On trouve ainsi des aneries comme celle-ci, où on nous affirme que le simple fait de participer à une manifestation vous fera entrer dans le fichier. Si c'est théoriquement possible, en pratique, je vois mal comment les RG nouvelle formule arriveraient à mener à bien leur tâche. Pour être fiché, il faut d'abord être identifié. Certes, les moyens techniques existent (photos, films) mais demandent de toute manière un traitement humain conséquent, rien que pour entrer les données. Ensuite, il faut avoir un minimum de renseignements pour que la fiche soit utile. Un nom et une adresse, ça ne sert à rien. Ensuite, il faut tenir à jour le fichier, car ça se périme très vite un fichier nominatif.

Si les fantasmes de Madame Franco se réalisent, on aura très rapidement un fichier Edvige totalement inutilisable, car trop gros, avec une masse trop importante de fiches "non pertinentes", car contenant des informations plus à jour ou sans utilité réelle pour les tâches du service. Et de toute manière, les services de police n'ont pas les moyens matériels et humains de tenir et d'entretenir un tel fichier. Cela règle la question.

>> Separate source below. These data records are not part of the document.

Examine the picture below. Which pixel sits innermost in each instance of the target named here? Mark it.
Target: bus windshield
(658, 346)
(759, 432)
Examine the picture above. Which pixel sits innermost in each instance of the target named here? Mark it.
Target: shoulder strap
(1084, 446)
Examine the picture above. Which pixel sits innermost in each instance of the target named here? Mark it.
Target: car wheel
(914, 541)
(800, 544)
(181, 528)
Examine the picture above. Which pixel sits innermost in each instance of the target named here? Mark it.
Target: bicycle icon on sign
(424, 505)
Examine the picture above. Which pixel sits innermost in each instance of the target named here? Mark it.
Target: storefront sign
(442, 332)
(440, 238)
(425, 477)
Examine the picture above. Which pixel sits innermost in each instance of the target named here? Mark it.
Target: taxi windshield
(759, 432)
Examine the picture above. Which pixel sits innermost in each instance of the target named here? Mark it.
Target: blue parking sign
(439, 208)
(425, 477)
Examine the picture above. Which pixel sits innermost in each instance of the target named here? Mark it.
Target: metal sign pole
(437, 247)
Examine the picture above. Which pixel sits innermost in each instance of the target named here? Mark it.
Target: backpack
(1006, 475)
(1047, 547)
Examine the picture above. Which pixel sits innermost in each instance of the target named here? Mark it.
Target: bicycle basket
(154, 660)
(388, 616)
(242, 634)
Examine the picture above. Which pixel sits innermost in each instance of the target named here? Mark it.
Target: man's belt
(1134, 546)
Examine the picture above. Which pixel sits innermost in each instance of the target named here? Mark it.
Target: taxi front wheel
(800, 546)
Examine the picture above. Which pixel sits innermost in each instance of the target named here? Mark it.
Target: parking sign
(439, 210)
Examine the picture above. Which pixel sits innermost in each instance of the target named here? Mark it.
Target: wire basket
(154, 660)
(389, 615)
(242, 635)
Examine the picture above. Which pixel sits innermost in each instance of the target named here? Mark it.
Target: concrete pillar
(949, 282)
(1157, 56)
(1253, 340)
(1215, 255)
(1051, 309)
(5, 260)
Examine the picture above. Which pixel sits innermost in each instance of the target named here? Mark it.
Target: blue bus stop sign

En fait, les mentions qui inquiètent (mineurs, orientation sexuelle, santé...) ne sont inscrites dans le décret que pour couvrir juridiquement ce qui existe déjà. Les fichiers de police peuvent être autorisés, par dérogation, à recueillir les données dites "sensibles", à condition de l'avoir déclaré explicitement. Cette collecte de données sensible couvre aussi bien les données directes qu'indirectes. La simple mention du militantisme d'une personne dans une association liée à une cause (genre association de lutte contre l'homophobie, association confessionnelle ou très liée à une religion) est considérée comme mention indirecte d'une orientation sexuelle ou religieuse. Mentionner dans la fiche d'un pasteur ou d'un rabbin leur profession, c'est recueillir une donnée sensible sur leur orientation religieuse. C'est donc juridiquement interdit, sauf si le décret de création a explicitement mentionné que ces mentions pouvaient être recueillies. Si le fichier est informatiquement conçu sans catégorie permettant de faire un tri par "donnée sensible", je ne vois pas où est le problème.

En s'attaquant au périmètre du fichier, ils se trompent de cible. Ce n'est pas le fichier en lui-même qui pose problème, mais l'usage qui peut en être fait !

C'est vrai que le développement des fichiers informatiques, leur facilité d'utilisation, et surtout de transmission et d'interconnexion peuvent faire peur. Cette crainte n'est pas illégitime, car ce qui est techniquement possible sera fait, forcement. La tentation est trop grande et des garanties doivent être apportées. Pour l'instant, elles ne le sont pas tellement, mais il est difficile d'en faire le reproche au gouvernement. De telles procédures ne relèvent pas du décret de création, où il est juste dit que ce beau fichier Edvige est sous le contrôle de la CNIL.

Ce qui est essentiel, c'est de savoir comment va s'opérer le contrôle par la CNIL. Sera-t-il de pure façade ? La CNIL a émis un avis favorable avec réserves, qui justement portent sur la question de la traçabilité des consultations. Normalement, toutes les consultations doivent être traçables et les interconnexions sont interdites avec d'autres fichiers. C'est là qu'il faut mettre la pression, sur le respect effectif de ces interdictions.